I understand that if a British officer goes from this country he becomes subject to these conditions which now apply to the Indian Army—if he volunteers. That is the issue. If he is transferred, we have sent him out, and therefore we have conscripted him. He has gone to India. Is he then transferred from what might be called the British Forces in India to the Indian Army, without asking his consent at all, and does he then become subject to a different set of conditions?

I am glad to be able to make that point clear. British officers and men who go out to India with units of the British Army go under the general control of G.H.Q. India, and enjoy those advantages in respect to leave of which my hon. Friend has spoken. Those who join the Indian Army or, strictly speaking are British officers in Indian units——

Yes. Naturally they were all volunteers before the War. At an earlier period of the war they were also volunteers, but there was a short period of some months during which the War Office took the view that it was better to post officers compulsorily to serve with the Indian Army rather than to invite volunteers. The India Office subsequently persuaded the War Office that it was far better to invite volunteers. Therefore, the great majority of the young officers now attached to Indian units have gone out because they wished to join the Indian Army.

This is a very important point, because we have now two categories of men. One is subject to the conditions which are laid down generally for the British Army. The other consists of men who were transferred without their consent to the Indian Army and now become subject to a different set of conditions. That transfer system was subsequently found to be inadvisable and the voluntary system was resumed. What about the unfortunate category in between? Are they to be given an opportunity of transferring back to the British Forces or of volunteering to continue with the Indian Army?

While some were transferred, they were transferred to the higher rates of pay and other conditions of the Indian Army. No doubt if they wished to leave the Indian Army they will have eventually an opportunity. In that connection it is true that the troops in India are far away; they are far away in a wider sense than troops in the Middle East or in Italy. Troops in the Middle East cover a limited front whose utmost extension is a line of 1,500 miles from Damascus to Tunis. It is relatively easily visited and administered. In India we are dealing with a continent which is over 2,000 miles each way. The Burma front is as long as the whole Russian front in the present war. The outlying stations in the jungle are by no means easy to approach, and the great expansion of the Army in India in the last year or so has naturally involved a certain amount of difficulty for the men in getting everything they want, such as lectures and clubs, but all that is being pressed forward.
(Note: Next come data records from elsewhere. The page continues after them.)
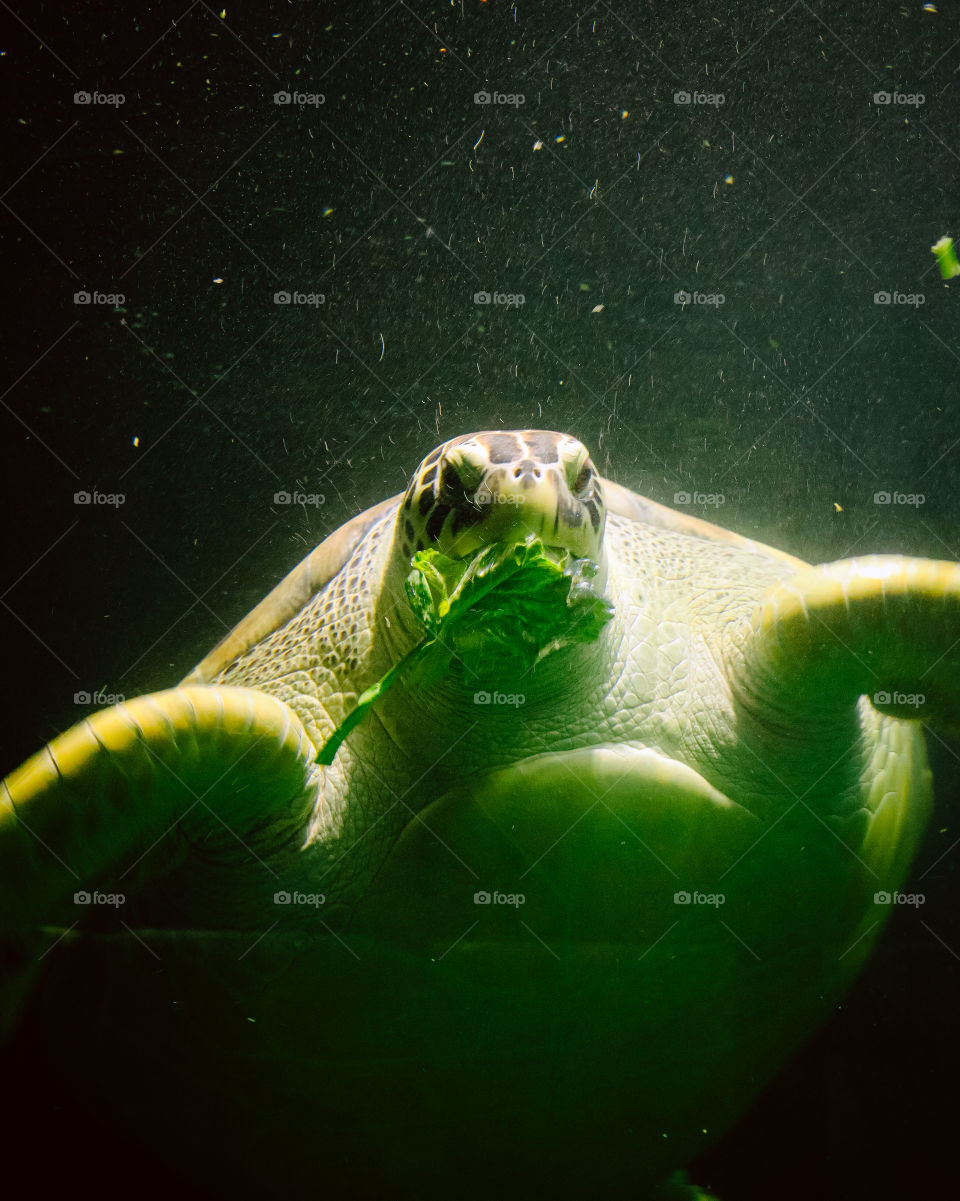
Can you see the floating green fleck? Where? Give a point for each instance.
(504, 609)
(946, 257)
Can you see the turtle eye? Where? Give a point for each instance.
(584, 477)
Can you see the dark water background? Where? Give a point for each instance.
(398, 198)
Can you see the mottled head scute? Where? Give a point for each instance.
(501, 487)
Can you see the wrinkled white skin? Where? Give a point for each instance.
(600, 1027)
(409, 1038)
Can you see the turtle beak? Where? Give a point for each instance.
(531, 497)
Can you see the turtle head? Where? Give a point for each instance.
(504, 487)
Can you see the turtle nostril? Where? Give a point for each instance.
(528, 470)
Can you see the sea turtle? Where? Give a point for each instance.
(547, 933)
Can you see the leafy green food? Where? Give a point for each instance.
(946, 257)
(501, 611)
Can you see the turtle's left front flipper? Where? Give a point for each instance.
(884, 626)
(129, 792)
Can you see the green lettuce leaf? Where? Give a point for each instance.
(498, 613)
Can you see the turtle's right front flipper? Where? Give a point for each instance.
(131, 789)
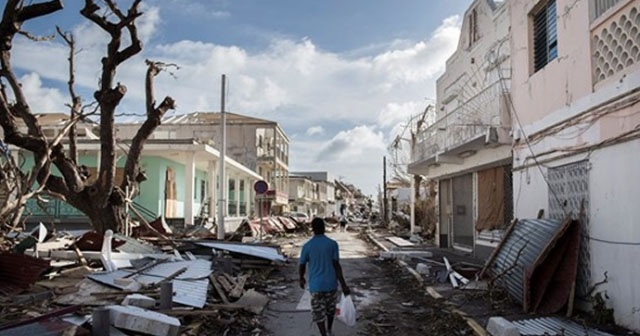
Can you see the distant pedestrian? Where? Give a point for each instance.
(343, 217)
(323, 256)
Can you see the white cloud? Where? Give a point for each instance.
(355, 154)
(309, 91)
(350, 145)
(40, 99)
(315, 130)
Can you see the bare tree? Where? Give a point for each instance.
(100, 198)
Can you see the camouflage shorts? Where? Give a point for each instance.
(323, 304)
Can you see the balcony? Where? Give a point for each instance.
(482, 120)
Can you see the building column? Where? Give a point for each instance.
(190, 173)
(212, 189)
(236, 183)
(226, 197)
(247, 197)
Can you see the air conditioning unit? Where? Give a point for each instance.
(491, 136)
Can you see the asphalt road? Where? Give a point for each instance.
(290, 314)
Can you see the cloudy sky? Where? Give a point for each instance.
(339, 76)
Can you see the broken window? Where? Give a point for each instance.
(473, 27)
(545, 35)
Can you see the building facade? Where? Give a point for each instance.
(181, 178)
(323, 205)
(575, 89)
(468, 148)
(258, 144)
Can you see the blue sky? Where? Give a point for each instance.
(339, 76)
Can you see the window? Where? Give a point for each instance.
(545, 35)
(599, 7)
(473, 27)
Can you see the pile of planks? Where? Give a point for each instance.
(228, 288)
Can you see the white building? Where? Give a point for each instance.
(468, 149)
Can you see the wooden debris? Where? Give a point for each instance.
(225, 283)
(239, 288)
(218, 289)
(231, 279)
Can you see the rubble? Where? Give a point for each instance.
(126, 277)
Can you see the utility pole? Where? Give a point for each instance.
(384, 190)
(222, 200)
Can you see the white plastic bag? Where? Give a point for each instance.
(346, 311)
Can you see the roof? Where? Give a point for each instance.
(322, 176)
(214, 118)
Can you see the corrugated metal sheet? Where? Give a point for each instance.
(264, 252)
(288, 223)
(53, 327)
(19, 271)
(190, 287)
(553, 326)
(520, 250)
(132, 245)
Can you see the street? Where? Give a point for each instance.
(388, 300)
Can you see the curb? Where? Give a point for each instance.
(478, 330)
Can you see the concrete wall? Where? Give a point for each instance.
(561, 94)
(615, 235)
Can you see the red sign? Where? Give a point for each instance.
(261, 187)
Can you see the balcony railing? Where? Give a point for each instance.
(483, 110)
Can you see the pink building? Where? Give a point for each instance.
(576, 123)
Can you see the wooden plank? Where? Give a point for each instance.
(239, 288)
(216, 285)
(214, 310)
(231, 279)
(400, 242)
(225, 283)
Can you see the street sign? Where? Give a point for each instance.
(261, 187)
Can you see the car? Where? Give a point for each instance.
(300, 217)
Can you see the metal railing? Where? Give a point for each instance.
(467, 121)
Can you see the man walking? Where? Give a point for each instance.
(322, 255)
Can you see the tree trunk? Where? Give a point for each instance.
(112, 217)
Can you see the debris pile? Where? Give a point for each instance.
(167, 284)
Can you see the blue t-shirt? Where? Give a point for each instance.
(320, 252)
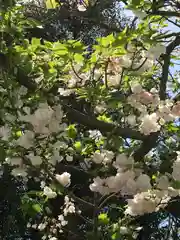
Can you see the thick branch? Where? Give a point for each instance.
(92, 123)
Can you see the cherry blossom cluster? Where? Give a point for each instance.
(54, 225)
(153, 113)
(131, 181)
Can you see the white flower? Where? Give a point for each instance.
(123, 230)
(136, 88)
(58, 112)
(15, 161)
(139, 14)
(35, 160)
(5, 133)
(108, 156)
(65, 92)
(123, 161)
(69, 158)
(64, 179)
(149, 124)
(54, 126)
(22, 91)
(98, 157)
(71, 209)
(98, 186)
(173, 192)
(156, 51)
(34, 226)
(131, 120)
(53, 238)
(49, 193)
(141, 204)
(28, 225)
(176, 170)
(41, 226)
(43, 184)
(19, 172)
(26, 140)
(163, 183)
(81, 8)
(143, 183)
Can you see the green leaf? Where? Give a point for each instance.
(71, 130)
(78, 146)
(51, 4)
(176, 184)
(104, 119)
(37, 207)
(103, 218)
(78, 58)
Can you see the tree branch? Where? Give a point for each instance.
(165, 67)
(76, 116)
(166, 13)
An inquiry about radio sets was made by the hon. Member for Bassetlaw. It is true that the Forces in the Middle East secured radio sets earlier, and that there are limitations of manufacture, but I may mention that 8,000 of these sets are now on order for the troops in India and I hope that they will be got out as rapidly as they can be manufactured.

I think the troops have a priority over the British consumer in this country. We are genuinely endeavouring to do everything that can be done. The expansion of British personnel in India has taken place at a later date than the great expansions in the Middle East, and in some respects there has been delay. I can assure hon. Members who have raised this subject in Debate that there is no lack of understanding of the fact that welfare is an essential part in operational efficiency and that both the Government of India and the War Office will do their very best in the matter.

As this Debate is apparently drawing to an end, may I ask if there is any chance that we shall be having the statement on the progress of events in Germany which was half-promised for about this time?

Question, "That this House do now adjourn," put, and agreed to.

Adjourned accordingly till Tuesday next, pursuant to the Resolution of the House this day.